Personal Shopper is about this, it’s a ghost story in which we don’t fear the existence of the ghost, we fear what the implications of its absence may be. Maureen (Kristen Stewart) lives in France, for a living she buys clothes for a film star far too famous and busy to visit the fashion houses of London and Paris herself. Outside town, she feels something pulling at her from the old house of her dead brother.
Writer/Director Olivier Assayas has detachment on his mind here. She is gifted with the front door keys to her employers’ city apartment, but at the same time her employer is never home. What is the meaning of this gesture then, she leaves bags, shoes, jewellery on the kitchen counters to be found at some later time, clothes are hung up in a walk-in, still in their garment bags. What does the space become then, personal, public? The characters themselves do not seem to know, while together they never quite get the chance to talk, and even apart they do their best not to meet.
She spends her days engaging in transaction, that physical release of all our pent up capitalist desire, yet she is using someone else’s money, and the things she buys are not hers either. Where does that place her in the capitalist system? An invisible third party to the pleasure of purchase. A scene in Cartier buying gold, short on time, she rushes through the process, an uncommitted lover perhaps, or merely a spectator to the true pleasure taking place.

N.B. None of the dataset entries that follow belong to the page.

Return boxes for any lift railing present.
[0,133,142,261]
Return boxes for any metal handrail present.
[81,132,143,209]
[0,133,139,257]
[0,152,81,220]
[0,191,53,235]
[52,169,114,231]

Assayas goes all out in making the relationship between capitalism and sex explicit here, it comes across as a little uncomfortable, but then it should. All those lines about there being no ethical consumption under capitalism, well you take them to their natural conclusion here. To the film’s benefit it’s rarely leering, Yorick Le Saux’s camera chooses to keep a distance from our characters here, seeing them through doorways and around corners and trapped on the screens that become our lifelines to one another.
And all of this might be worth something if it fitted together, but it don’t it’s rapidly changing themes and mood and even the way it tries to slide between genre just didn’t work for me, so packed full of ideas and even packaged up pretty nice, but none of them come across with any sort of urgency. This film got a warning in it, if you’re struggling to find an identity be careful that you don’t just take up someone else’s. In this regard the film a hypocrite it’s influences can be seen all down its sleeves.
Sure, Kisten Stewart is good now, great even. She’s, I suppose, the film’s saving grace because you’re putting the entire weight of the film on her shoulders, but honestly even her talents ain’t enough to save the damn thing. Honestly I don’t have too much else to go here, I was wiped out when I saw the thing, should probably take another run at it if I get the chance. I could see the film’s conviction up there clear as day, I just couldn’t find its source.